Empleados realizaron una protesta en caravana, conduciendo desde la parada de descanso de Milford hasta la plaza de servicio de Darién, en protesta por el maltrato y las condiciones peligrosas
MILFORD.- Dos restaurantes McDonald’s, en las áreas de descanso de la autopista I-95, han continuado operando sin desinfectar adecuadamente después de que los trabajadores dieron positivo para el coronavirus, amenazando la salud de otros trabajadores, así como de los socorristas, conductores de camiones y otros, quienes necesitan usar las plazas de servicio durante la pandemia COVID-19.
Lo anterior fue denunciado por los defensores de la salud y de los trabajadores, que pidieron a las autoridades tomen acciones contra el restaurante.
De acuerdo con el informe, durante las últimas dos semanas, los restaurantes de McDonald’s en las plazas de servicio de Milford y Darien, en dirección norte, han enviado a sus trabajadores a sus hogares con síntomas de COVID-19.
Los trabajadores luego dieron positivo para el coronavirus, y al menos un empleado en Darien y otro en Milford han sido hospitalizados.
Ninguno de los restaurantes ha cerrado ni han desinfectado sus áreas de trabajo, señalaron los defensores.
“Fui muy cuidadoso al salir, así que creo que me he infectado en el trabajo. Escuché que otro empleado también había estado enfermo y continuó trabajando por un tiempo”, declaró un trabajador de McDonalds de Darien, que dio positivo para el coronavirus y ahora está en casa cumpliendo la cuarentena.
“Cuando llegué al trabajo el viernes pasado, el gerente dijo que una persona había salido positiva con el coronavirus, pero vi que un trabajador regular acababa de limpiar durante la noche. La gerencia no le pidió a ningún empleado que se pusiera en cuarentena, ni desinfectaron la tienda profesionalmente”, indicó Andrea H., una trabajadora de McDonald’s, en Darien.

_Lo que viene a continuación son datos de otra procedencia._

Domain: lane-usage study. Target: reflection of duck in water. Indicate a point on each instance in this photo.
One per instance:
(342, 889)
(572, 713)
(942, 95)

McDonald’s y otras compañías importantes de comida rápida en las plazas de servicio subcontratan a Project Services, LLC, que contrata directamente con el estado de Connecticut para operar en terrenos de propiedad estatal.
A pesar de sus miles de millones en ventas, McDonald’s y las otras compañías de comida rápida no han seguido la ley de Connecticut con respecto al tiempo de enfermedad pagado y el salario estándar. La combinación de bajos salarios y falta de tiempo de enfermedad obliga a los empleados a trabajar enfermos para no caer más en la pobreza, señalaron los defensores de la salud.
Durante la pandemia actual, muchos trabajadores que se habían estado organizando con el sindicato 32BJ SEIU para mejorar las condiciones de trabajo han perdido sus empleos.
Los cocineros y cajeros que continúan trabajando reportan una falta de protección adecuada y la ausencia de desinfección de los restaurantes donde los trabajadores se han enfermado.
El martes pasado, trabajadores realizaron una protesta en caravana, conduciendo desde la parada de descanso de Milford hasta la plaza de servicio de Darién, en protesta por el maltrato y las condiciones peligrosas.
La semana pasada, los trabajadores pasaron por el área de descanso de Darién y dejaron sonar sus bocinas, con letreros en sus autos que decían: “McDonalds, ¡usa tus miles de millones para servir a tus trabajadores!” y “McDonald’s no es seguro para usted o para mí”.
Los legisladores participaron la semana pasada en una llamada con los trabajadores y la prensa para discutir este maltrato peligroso, que ahora amenaza la salud de innumerables viajeros y sus comunidades de origen en la costa este. Se ha enviado una carta de los legisladores a Project Services exigiendo acciones, con el presidente del Senado de Connecticut, Martin Looney, como el firmante principal.
“Estoy preocupada porque estoy trabajando en el área de servicio de la I-95 después de que un compañero de trabajo se fue a casa enfermo y ahora está en el hospital con COVID-19”, manifestó Azucena Santiago, una trabajadora de McDonals de Milford.
“Nos dijeron a los compañeros de los trabajadores enfermos que nos pusiéramos en cuarentena, y trajeron nuevos empleados de otra tienda para reemplazarlos. Pero me preocupa que la enfermedad se esté propagando porque el restaurante no cerró ni desinfectó nada. Todos tenemos familias que necesitan comer y mantenerse saludables. McDonald’s no nos paga ningún día de enfermedad cuando nos envían a casa. Estamos atrapados en una posición terrible. Y los consumidores siguen llegando al restaurante todos los días desde todas partes”, finalizó Santiago.